I have tried switching to polar coordinates to no avail, I have tried using a gazillion path tests to no avail, I tried sandwiching to no avail and now I am really desperate, I even attempted an $\epsilon,\delta$ proof, with no success. I have been trying to prove/disprove the existence of the following limits:
$$1) \lim_{(x,y)\to (0,0)}\frac{\sin (xy)}{|x|+|y|} $$
$$2) \lim_{(x,y)\to (0,0)}\frac{1-\cos (xy)}{xy^2} $$
Wolfram alpha tells me the limit of the first doesn't exist, and the limit of the second is $0$
May you please give me a couple of hints and if possible a PERSONAL checklist of things you do to verify limits? I know such a list has already been mentioned on here, but feel free to add or modify.

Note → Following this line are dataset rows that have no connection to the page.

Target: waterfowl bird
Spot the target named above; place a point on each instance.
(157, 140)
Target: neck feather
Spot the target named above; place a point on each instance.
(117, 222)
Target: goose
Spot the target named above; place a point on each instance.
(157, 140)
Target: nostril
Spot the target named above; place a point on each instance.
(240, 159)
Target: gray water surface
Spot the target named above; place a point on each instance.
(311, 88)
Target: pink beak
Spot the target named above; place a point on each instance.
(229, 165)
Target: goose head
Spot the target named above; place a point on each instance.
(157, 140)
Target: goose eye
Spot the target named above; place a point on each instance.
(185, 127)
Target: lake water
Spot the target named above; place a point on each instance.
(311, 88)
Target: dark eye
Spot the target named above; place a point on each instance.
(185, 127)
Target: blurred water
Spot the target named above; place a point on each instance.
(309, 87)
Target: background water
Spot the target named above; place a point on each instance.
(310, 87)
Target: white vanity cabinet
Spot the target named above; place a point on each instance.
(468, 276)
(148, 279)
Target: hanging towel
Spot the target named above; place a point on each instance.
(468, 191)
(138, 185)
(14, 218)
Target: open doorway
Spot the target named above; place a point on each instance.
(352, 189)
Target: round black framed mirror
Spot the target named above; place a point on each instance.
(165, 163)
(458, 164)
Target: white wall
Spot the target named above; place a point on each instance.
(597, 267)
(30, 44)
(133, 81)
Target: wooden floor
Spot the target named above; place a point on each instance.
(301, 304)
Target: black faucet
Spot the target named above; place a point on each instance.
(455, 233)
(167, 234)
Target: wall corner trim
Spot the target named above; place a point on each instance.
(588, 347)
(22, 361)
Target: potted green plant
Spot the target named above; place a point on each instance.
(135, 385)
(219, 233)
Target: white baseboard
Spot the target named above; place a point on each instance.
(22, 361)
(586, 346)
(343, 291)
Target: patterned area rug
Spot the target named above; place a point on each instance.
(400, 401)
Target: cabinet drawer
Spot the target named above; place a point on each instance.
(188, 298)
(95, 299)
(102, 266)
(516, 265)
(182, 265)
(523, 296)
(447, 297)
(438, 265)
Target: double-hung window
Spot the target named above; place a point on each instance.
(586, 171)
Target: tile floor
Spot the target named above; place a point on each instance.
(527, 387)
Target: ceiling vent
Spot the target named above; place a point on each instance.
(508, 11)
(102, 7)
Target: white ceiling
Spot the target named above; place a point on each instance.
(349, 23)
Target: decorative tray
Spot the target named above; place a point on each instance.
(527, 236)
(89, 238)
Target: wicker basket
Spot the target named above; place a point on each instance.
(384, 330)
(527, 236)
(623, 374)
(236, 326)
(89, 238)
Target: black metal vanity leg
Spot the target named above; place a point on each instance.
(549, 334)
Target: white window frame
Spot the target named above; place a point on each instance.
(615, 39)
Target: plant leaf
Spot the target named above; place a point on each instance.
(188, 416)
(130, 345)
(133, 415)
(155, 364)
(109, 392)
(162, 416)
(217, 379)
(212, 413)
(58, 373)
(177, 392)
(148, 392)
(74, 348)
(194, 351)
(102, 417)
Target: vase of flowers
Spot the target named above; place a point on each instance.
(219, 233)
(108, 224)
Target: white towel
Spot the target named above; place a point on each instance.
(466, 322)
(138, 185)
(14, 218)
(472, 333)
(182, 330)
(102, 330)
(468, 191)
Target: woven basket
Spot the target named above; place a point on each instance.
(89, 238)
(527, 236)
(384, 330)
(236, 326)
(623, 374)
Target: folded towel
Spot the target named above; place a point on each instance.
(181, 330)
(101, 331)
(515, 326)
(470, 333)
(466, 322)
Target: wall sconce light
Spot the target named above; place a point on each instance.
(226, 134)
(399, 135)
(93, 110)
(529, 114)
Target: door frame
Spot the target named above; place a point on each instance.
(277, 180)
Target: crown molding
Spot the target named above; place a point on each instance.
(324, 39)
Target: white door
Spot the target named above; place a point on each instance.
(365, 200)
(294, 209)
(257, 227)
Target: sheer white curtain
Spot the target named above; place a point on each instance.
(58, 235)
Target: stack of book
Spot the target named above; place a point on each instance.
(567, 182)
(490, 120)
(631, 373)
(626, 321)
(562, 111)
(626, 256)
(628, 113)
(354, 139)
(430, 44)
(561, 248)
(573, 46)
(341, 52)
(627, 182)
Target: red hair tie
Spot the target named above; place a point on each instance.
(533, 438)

Any help is greatly appreciated :)
EDIT: I have also tried variable substitution, although I am not very comfortable using this method because I rarely have intuition as to what substitution I should use, if possible please help me on that front too :P
Both limits are $0$. You can use the inequalities $|\sin(t)|\leq |t|$ and $1-\cos(t)\leq \frac 12 t^2$ for any $t\in\mathbb{R}$. For the first limit, $$\left|\frac{\sin(xy)}{|x|+|y|}\right|=\frac{\left|\sin(xy)\right|}{|x|+|y|}\leq\frac{|xy|}{|x|+|y|}\leq\frac{|xy|}{|x|}=|y| $$ Since $|y|\to 0$, the squeeze theorem implies the first limit is $0$ as well.
For the second one, $$\left|\frac{1-\cos(xy)}{xy^2}\right|=\frac{1-\cos(xy)}{|x|y^2}\leq\frac 12\frac{x^2y^2}{|x|y^2}=\frac{|x|}{2} $$ Again, since $|x|/2\to 0$, the squeeze theorem tells us the second limit should be $0$.